Le Rwanda et le Royaume-Uni ont annoncé mardi 5 décembre un nouveau traité sur la migration qui devrait réaffirmer, de manière contraignante, les engagements déjà existants qui répondent aux préoccupations précédemment soulevées concernant la protection des demandeurs d’asile.
Le ministre des Affaires étrangères, le Dr Vincent Biruta, aux côtés du ministre de l’Intérieur britannique en visite, James Cleverly, a présidé la cérémonie de signature à Kigali.
Aux termes du traité, un nouveau tribunal d’appel devrait àªtre créé selon la loi rwandaise et supervisé par deux coprésidents.
L’un des présidents devrait àªtre rwandais et un autre issu d’un autre pays du Commonwealth.
Un panel de juges de différentes nationalités sera également introduit, qui entendra les appels en cas de rejet de la demande d’asile d’un demandeur.
“Ce partenariat reflète l’engagement du Rwanda à protéger les personnes vulnérables et les antécédents de notre pays en matière d’accueil et d’accueil de réfugiés et de migrants du monde entier”, a déclaré Biruta lors d’une conférence de presse après la cérémonie de signature.
Le Rwanda et le Royaume-Uni, a-t-il ajouté, comprennent qu’il existe un besoin crucial de trouver des moyens innovants pour remédier aux souffrances des migrants qui entreprennent des voyages dangereux et désespérés sous l’exploitation de passeurs criminels.
Il est également nécessaire de s’attaquer aux causes sous-jacentes qui poussent les gens à quitter leur pays d’origine, a-t-il souligné.
« En d’autres termes, les bateaux ne seront pas complètement arràªtés à moins que nous ne remédiions au manque d’opportunités et à l’insécurité dans les pays du monde entier. »

Le nouveau programme annoncé mardi, a déclaré Biruta, renforcera le cadre de coopération mutuellement bénéfique entre les deux pays.
Le ministre britannique de l’Intérieur, James Cleverly, s’adresse aux journalistes lors de la cérémonie de signature à Kigali, le mardi 5 décembre.
Le ministre britannique de l’Intérieur, James Cleverly, s’adresse aux journalistes lors de la cérémonie de signature à Kigali, le mardi 5 décembre.
« Â Cela soulignera de manière contraignante les engagements déjà existants qui répondent aux préoccupations soulevées dans le processus juridique concernant la protection des demandeurs d’asile. Le traité formalisera également le partenariat en matière d’état de droit avec le Royaume-Uni.
« Ensemble, nous renforcerons la capacité de notre système d’asile en tant que processus de migration sà»r et humain. »
Biruta a déclaré que le partenariat renforcera également le système de procédure d’asile du Rwanda et du Royaume-Uni en échangeant les meilleures pratiques et en fournissant un renforcement des capacités et une expertise dans le domaine de la migration.

Cleverly, qui dirige la délégation britannique au Rwanda, a salué le nouveau traité, citant que « le Rwanda s’est désormais forgé une solide réputation en matière d’administration humaine et professionnelle des réfugiés et des migrants. C’est quelque chose que le Royaume-Uni et la communauté multilatérale comprennent.
« Nous voulons garantir que les gens puissent vivre dans la sécurité et la prospérité. Et c’est pourquoi, outre l’élément migratoire de ce partenariat, le volet développement économique est extràªmement important.
Intelligemment soutenu que le Rwanda avait pris un engagement clair et ambigu en faveur de la sécurité des personnes qui viennent ici.
“Cela a été affiché et nous l’avons vu dans la pratique.
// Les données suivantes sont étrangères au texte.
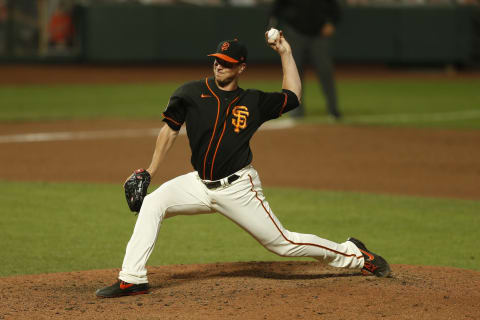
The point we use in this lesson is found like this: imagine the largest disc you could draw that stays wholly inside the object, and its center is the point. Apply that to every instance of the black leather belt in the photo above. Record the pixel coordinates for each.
(218, 183)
Vous vous àªtes également fermement engagé à travailler avec des partenaires britanniques et internationaux pour garantir que la solidité de votre système judiciaire soit clairement démontrée et nous sommes très fiers d’àªtre un partenaire de longue date dans cette entreprise. ”
Le Rwanda, a réitéré Cleverly, s’est révélé àªtre un partenaire solide et important pour le Royaume-Uni.
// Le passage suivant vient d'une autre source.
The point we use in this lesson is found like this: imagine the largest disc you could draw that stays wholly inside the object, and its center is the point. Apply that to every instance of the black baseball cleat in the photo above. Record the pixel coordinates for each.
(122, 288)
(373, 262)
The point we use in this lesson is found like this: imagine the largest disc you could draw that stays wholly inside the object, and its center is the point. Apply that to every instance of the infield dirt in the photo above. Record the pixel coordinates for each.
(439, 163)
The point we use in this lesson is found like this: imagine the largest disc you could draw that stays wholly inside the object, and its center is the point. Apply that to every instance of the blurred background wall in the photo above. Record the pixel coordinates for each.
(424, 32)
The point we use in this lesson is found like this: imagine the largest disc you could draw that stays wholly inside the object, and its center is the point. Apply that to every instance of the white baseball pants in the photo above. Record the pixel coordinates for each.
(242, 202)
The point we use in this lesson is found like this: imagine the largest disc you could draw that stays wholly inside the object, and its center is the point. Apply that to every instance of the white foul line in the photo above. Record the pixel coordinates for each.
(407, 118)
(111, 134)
« Nous sommes convaincus que ce traité répond à toutes les questions soulevées par leurs seigneuries devant la Cour supràªme, et nous avons travaillé en très étroite collaboration avec nos partenaires rwandais pour garantir que cela soit le cas. »
« J’espère donc que nous pourrons désormais avancer rapidement. Nous avons abordé les questions soulevées par leurs seigneuries dans ce traité. Et cela se reflétera bientôt dans la législation nationale.